Chamgang is only 14.5km away from Norzin Lam and the road from Semtokha to Chamgang is being widened with a prospect to connect Wangdue via Hinglayla, the pass between Wangdue and Chamgang. That would reduce travel time by about an hour, according to rough estimates.

Dawa Tshering said that he was the last of his generation to be born in the mountains. “I was born in Seso-Yumtsho where the nomads stay for two months in summer.” His worry is that the younger generation might not take keen interest in going to mountains.

 The wind of change is coming, so the people here are trying to strike a balance between modernisation and their age-old pastoral culture. Older people stay in Chamgang along with their grandchildren who study in Yangchen Gatshel Middle Secondary school. The adults take turns to herd yaks in Dagala because their main source of income is from yaks. 

The gewog is also exploring ways to make Dagala a tourist destination and a healthy and vibrant community. For instance, businesses houses coming to the gewog have to ensure that they employ local people. About 30 people are engaged in Dagala Crystal Water- a bottled water factory. 

Factories are coming up in Chamgang, such as water, paper, incense, and potato chips factories.
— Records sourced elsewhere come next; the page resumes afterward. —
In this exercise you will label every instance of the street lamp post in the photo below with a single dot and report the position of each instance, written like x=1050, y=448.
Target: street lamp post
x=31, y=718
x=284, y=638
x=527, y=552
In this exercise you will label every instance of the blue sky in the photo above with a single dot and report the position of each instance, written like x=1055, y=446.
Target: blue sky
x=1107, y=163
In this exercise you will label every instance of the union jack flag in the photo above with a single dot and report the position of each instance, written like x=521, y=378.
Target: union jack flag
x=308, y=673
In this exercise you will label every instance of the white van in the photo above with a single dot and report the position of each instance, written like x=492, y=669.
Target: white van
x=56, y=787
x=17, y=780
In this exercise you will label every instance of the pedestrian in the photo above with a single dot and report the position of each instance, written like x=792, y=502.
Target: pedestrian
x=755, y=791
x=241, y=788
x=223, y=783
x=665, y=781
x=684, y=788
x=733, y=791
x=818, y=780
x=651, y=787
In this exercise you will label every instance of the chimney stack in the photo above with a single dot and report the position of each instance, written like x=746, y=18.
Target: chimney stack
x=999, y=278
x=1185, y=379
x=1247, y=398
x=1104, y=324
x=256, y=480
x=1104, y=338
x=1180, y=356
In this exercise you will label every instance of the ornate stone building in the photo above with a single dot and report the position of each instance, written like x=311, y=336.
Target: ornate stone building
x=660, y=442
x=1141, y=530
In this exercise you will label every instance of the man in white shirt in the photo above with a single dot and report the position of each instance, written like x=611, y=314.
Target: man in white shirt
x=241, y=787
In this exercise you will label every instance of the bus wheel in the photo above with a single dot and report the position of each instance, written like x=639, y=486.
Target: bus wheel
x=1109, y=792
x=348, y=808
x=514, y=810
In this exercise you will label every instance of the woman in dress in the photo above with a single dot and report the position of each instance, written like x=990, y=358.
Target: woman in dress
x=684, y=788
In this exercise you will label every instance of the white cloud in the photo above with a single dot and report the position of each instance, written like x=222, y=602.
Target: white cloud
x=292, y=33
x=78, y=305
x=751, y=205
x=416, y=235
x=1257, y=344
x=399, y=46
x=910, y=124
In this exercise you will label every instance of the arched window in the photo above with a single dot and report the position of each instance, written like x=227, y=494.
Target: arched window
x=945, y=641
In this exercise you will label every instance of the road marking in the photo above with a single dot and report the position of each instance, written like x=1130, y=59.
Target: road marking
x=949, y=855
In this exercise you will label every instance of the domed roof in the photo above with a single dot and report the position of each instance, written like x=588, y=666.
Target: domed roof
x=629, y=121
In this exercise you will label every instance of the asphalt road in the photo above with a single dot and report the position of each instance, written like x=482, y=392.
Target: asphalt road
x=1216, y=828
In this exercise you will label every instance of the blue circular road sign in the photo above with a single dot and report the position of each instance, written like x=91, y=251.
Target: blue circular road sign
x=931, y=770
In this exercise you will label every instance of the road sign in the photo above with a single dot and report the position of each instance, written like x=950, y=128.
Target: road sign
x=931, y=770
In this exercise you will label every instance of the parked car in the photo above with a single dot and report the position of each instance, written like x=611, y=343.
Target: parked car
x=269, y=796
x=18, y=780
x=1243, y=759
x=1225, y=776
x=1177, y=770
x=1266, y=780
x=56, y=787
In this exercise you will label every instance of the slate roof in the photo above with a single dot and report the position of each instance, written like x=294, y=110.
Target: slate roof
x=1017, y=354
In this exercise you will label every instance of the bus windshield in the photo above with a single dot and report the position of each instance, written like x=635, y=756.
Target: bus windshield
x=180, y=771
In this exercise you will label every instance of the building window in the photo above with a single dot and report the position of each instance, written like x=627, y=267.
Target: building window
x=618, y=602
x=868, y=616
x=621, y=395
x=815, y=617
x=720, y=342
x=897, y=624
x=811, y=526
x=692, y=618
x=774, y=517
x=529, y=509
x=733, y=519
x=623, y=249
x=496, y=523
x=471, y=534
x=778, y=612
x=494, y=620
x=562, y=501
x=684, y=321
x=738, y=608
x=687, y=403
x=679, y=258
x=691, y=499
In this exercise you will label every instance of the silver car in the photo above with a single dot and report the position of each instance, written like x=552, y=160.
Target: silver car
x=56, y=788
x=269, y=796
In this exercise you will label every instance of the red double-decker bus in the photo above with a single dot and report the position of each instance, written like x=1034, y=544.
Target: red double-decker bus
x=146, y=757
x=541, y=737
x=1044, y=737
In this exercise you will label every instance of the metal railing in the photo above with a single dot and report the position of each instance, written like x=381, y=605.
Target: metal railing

Keeping the youth in touch with the pastoral tradition is the challenge for the community. Like many Bhutanese, some have gone abroad to work or are in the country’s rapidly growing towns. Some have not even been to Dagala, the mountains that feed their cattle and the yak herding community. 

Gup Gado is aware of this. “Technology and easier living in the highland is the only answer to encourage the younger generations to stay in touch with their roots in Dagala.” A Tashicell tower at Seso-Yumtsho, the highest place in Dagala and Gaytala, connects some parts of Dagala to rest of the country. “In the world of technology, without internet connection nobody would stay in highland,” Dago said. 

The gewog is also exploring ways to establish another tower to connect the whole Dagala to internet.

Gado feels that technology such as that to milk yaks could help preserve the tradition. “Otherwise, the tradition could die with modernisation.”